'Home!' he managed to say, as he saw the footman's head at the window.
There was just room in the road to turn, and a few seconds later the carriage was rumbling along over the bad road towards the paved streets of the city, while its only inmate slowly recovered his breath and made attempts in the dark to repair the disorder of his dress before he reached his palace. But that was not easy, for he had dropped his cloak in the struggle with Ortensia and had lost his hat in falling with the ladder; moreover, his collar and wristbands were covered with blood, and his usually smooth hair looked like a wild man's. Last, and perhaps least in his estimation, he had given a thousand crowns, in the shape of two hundred and fifty gold ducats of Naples, for the pleasure of being half-strangled by a young woman, thrown out of the window by her rescuer, and finally kicked downhill for a distance of at least two hundred and fifty yards by an unseen boot. As an equivalent for so much money these mishaps were unsatisfactory; but what the sufferer now most desired was to save some remnant of his dignity before his servants, and then to be avenged on those who had so signally frustrated his plans.

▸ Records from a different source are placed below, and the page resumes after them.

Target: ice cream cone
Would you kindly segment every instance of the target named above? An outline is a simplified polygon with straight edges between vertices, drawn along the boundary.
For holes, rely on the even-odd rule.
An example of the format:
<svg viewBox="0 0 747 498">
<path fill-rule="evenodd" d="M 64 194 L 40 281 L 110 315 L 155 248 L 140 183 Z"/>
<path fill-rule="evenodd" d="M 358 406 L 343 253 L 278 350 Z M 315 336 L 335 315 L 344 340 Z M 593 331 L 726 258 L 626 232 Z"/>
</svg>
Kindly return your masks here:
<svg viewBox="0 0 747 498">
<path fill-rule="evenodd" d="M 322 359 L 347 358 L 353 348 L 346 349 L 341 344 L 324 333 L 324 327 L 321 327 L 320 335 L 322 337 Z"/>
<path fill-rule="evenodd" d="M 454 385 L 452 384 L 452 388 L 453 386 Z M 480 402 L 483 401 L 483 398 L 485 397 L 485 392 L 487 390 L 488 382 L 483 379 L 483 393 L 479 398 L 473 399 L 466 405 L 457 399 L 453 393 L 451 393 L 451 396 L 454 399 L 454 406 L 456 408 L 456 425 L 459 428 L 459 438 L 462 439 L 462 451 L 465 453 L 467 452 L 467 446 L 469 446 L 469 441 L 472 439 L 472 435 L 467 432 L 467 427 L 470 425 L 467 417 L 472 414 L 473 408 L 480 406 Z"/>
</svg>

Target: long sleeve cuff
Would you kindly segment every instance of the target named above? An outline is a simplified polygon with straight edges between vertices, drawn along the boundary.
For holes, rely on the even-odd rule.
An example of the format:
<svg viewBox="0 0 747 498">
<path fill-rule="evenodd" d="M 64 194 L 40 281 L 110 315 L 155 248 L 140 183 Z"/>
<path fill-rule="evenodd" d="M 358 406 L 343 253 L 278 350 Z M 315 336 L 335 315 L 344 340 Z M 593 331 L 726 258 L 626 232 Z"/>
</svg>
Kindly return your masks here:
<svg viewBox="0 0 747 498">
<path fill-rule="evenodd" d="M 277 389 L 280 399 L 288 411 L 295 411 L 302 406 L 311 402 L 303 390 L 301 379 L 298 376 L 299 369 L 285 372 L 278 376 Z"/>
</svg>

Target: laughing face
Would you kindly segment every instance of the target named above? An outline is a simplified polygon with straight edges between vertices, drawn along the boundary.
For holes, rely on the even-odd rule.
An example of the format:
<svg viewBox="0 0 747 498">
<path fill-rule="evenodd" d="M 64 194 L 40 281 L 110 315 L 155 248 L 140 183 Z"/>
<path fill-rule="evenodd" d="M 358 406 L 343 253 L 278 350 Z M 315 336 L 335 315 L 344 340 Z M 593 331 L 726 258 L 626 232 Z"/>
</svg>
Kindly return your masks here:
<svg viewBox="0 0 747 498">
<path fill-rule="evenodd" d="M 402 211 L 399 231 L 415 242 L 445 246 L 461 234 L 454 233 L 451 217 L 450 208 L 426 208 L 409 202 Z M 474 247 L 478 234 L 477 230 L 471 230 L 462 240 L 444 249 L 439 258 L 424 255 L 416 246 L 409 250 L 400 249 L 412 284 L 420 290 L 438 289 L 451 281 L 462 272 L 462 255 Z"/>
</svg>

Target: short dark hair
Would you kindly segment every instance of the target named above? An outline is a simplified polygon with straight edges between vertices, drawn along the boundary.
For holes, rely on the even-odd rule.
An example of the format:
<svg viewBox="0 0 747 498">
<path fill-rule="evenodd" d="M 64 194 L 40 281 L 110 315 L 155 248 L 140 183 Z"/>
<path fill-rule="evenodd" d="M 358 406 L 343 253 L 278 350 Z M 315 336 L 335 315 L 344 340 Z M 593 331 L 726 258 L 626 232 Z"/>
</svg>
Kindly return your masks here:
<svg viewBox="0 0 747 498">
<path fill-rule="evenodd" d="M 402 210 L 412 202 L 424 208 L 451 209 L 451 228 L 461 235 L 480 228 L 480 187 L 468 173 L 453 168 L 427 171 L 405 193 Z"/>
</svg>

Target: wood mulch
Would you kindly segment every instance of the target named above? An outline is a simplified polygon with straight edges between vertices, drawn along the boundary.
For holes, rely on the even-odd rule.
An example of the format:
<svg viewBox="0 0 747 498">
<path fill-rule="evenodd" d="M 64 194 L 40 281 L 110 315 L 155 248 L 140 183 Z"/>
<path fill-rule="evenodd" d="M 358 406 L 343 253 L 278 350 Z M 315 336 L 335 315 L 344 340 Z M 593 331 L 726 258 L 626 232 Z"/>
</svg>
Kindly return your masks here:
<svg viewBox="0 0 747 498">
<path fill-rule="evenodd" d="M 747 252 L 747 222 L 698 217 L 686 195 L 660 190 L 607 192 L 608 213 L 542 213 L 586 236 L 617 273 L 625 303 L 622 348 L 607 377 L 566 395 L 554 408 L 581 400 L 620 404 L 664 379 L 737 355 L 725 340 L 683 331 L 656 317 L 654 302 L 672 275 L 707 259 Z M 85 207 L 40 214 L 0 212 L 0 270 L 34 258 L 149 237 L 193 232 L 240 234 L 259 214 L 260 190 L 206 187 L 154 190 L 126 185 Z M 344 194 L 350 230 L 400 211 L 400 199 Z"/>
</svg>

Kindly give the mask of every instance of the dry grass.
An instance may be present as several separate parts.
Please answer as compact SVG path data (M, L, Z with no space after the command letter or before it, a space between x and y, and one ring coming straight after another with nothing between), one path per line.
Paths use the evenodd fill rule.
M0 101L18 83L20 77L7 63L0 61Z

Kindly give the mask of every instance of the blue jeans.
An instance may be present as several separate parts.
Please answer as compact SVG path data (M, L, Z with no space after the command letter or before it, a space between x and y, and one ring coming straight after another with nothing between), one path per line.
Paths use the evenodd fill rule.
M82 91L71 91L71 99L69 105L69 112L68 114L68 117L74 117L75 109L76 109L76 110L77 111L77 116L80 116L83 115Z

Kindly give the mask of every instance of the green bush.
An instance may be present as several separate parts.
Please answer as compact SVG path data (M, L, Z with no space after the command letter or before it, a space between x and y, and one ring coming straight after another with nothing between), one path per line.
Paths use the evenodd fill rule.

He was disappointed in the first of these wishes, at all events, for when he was helped from his carriage by the porter and the running footman at the foot of the grand staircase, he found himself face to face with Alessandro Stradella, who was as pale as his own collar and half mad with anxiety. One glance told the musician that Altieri had been worsted in an adventure, which, he was sure, could only be accounted for by Ortensia's disappearance.
'Where is my wife?' asked Stradella, standing in the way on the step.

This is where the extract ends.